SCARBOROUGH: All right, Jack, I want to show you this, again, the image of the traffic here.  It‘s trapped.  How does that happen?  How do you have it where you have got people that are stuck in traffic for 15, 20 hours?  They have got the other lanes going into the city opened up.  And nobody is smart enough to get on the phone and say, why don‘t we open up all of the traffic going north, because we are not allowing anybody to come back south into the city anyway?

WEISS: Oh, it‘s insane.

And you have to understand that, when you want to understand sort of the ultimate evolution of the bureaucrat in America, look at a local transportation engineer.  That is a highly evolved and oftentimes poorly functioning creature.  You need to have a mayor, a leader cut through the B.S., cut through the red tape and demand that that other lane be opened. 

That‘s what you need. 


WEISS: In L.A., the problem is, frankly, that, unlike a city like Houston or New Orleans, we don‘t really have a city center, right?  We have got several city centers.  People are always coming and going in every which direction.

SCARBOROUGH: It is.
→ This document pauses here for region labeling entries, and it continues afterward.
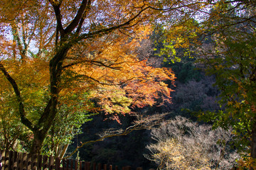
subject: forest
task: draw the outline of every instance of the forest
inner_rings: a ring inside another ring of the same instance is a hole
[[[1,0],[0,149],[256,170],[256,1]]]

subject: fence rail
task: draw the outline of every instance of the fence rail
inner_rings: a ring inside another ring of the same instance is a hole
[[[117,166],[0,150],[0,170],[118,170]],[[131,170],[130,166],[122,170]],[[137,170],[143,170],[142,167]]]

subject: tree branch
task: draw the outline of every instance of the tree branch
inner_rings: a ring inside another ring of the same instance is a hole
[[[75,16],[74,19],[72,21],[70,24],[68,25],[67,28],[65,29],[65,33],[71,33],[78,26],[78,23],[81,21],[81,18],[82,18],[82,16],[84,14],[85,9],[87,8],[87,6],[90,5],[89,4],[90,4],[90,2],[91,1],[82,0],[81,3],[81,6],[79,8],[78,11],[76,16]]]
[[[11,75],[7,72],[6,69],[4,68],[4,65],[0,63],[0,70],[3,72],[5,77],[7,79],[7,80],[11,83],[15,94],[17,98],[17,101],[18,102],[18,113],[21,117],[21,123],[24,124],[26,126],[27,126],[29,129],[33,130],[33,125],[32,123],[26,118],[25,115],[25,109],[24,109],[24,105],[22,101],[22,98],[21,96],[21,92],[18,89],[18,85],[15,80],[11,76]]]
[[[155,114],[153,115],[143,117],[142,115],[138,115],[137,120],[133,122],[133,125],[128,127],[125,130],[119,129],[119,130],[113,130],[108,129],[104,131],[102,133],[99,134],[100,138],[95,140],[89,140],[85,142],[81,143],[80,146],[78,146],[75,148],[75,149],[68,156],[64,157],[63,159],[70,158],[72,155],[73,155],[78,149],[82,147],[85,144],[89,143],[94,143],[99,141],[103,141],[106,138],[116,137],[116,136],[124,136],[127,135],[130,132],[134,130],[149,130],[152,129],[156,125],[159,125],[163,121],[164,116],[166,116],[168,113],[165,114]]]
Boy, Jack, I will tell you what.  You are right.  It is so spread out there that I am glad you are—I am glad you are on this task. I am glad you are speaking out about it, because you have got one of the toughest jobs in America when it comes to evacuation. 

I want to thank you for being with us, NBC terror analyst Roger Cressey and, of course, Los Angeles councilman Jack Weiss.